The New York Times has fired its executive editor, Jill Abramson, ending a stormy three-year tenure by the first woman to lead the prestigious newspaper in its 163-year history.
The Times said Abramson would be succeeded by her top deputy, managing editor Dean Baquet. A former Los Angeles Times editor, Baquet becomes the first black chief editor of TheNew York Times.
Abramson, who worked in Washington for The Wall Street Journal and was later the Times' Washington bureau chief, was sacked by Arthur Sulzberger Jnr, chairman of the New York Times Co and publisher of the paper.
In remarks to the newspaper's journalists disclosing the management change, Sulzberger never explicitly said Abramson, 60, had been fired.

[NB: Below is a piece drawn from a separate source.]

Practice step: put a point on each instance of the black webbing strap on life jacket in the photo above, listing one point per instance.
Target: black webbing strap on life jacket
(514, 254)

But he made no effort to suggest that she was leaving of her own accord. He said he chose "to appoint a new leader for our newsroom because I believe that new leadership will improve some aspects of the management of the newsroom".
Baquet, 57, said in a statement: "It is an honour to be asked to lead the only newsroom in the country that is actually better than it was a generation ago, one that approaches the world with wonder and ambition every day."
Abramson and Baquet had reportedly clashed over the newspaper's daily direction and management.
Some at the Times have been critical of Abramson's "aloof'" management style and her appointments, which favoured younger journalists over more experienced Times veterans.
Abramson had also clashed with Sulzberger recently, but it was unclear what their differences were.
Another factor, they said, was Abramson's souring relationship with Mark Thompson, chief executive of the New York Times Co and a former journalist at the BBC whom Sulzberger recruited to the company in 2012.
A former Times executive said the relationship with Thompson got off to a rocky start when the newspaper pursued allegations of widespread sexual abuse by Jimmy Savile, the BBC television presenter who died in 2011.
Thompson headed the BBC when the allegations came to light. A point of particular friction was when the Times published an article in November 2012 that raised questions over whether Thompson had been truthful about when he learned of the allegations.
According to the former Times executive, Sulzberger was also dismayed when Abramson didn't initially head to the newsroom after Hurricane Sandy hit the New York metropolitan area in October 2012.
Her absence gave the impression that she wasn't sufficiently engaged in the day-to-day management of a major story, and this was intensified by Abramson's absences to attend conferences and speaking engagements, the executive said.
There were also clashes with Thompson over his emphasis on increasing the Times' digital video offerings and hiring of more digital editors.
The sacking of Abramson shocked many at the Times and elsewhere. The newspaper has rarely replaced its top editor before retirement. Abramson's immediate predecessor, Bill Keller, held the job for eight years.
She is the second Times editor since 2003 to leave the job prematurely. The first was Howell Raines, who resigned that year amid a scandal involving plagiarism and concocted stories by a Times reporter, Jayson Blair.
In a statement released by the Times, Abramson said: "I've loved my run at the Times. I got to work with the best journalists in the world doing so much stand-up journalism."
She noted that her appointment of woman senior editors was one of her achievements.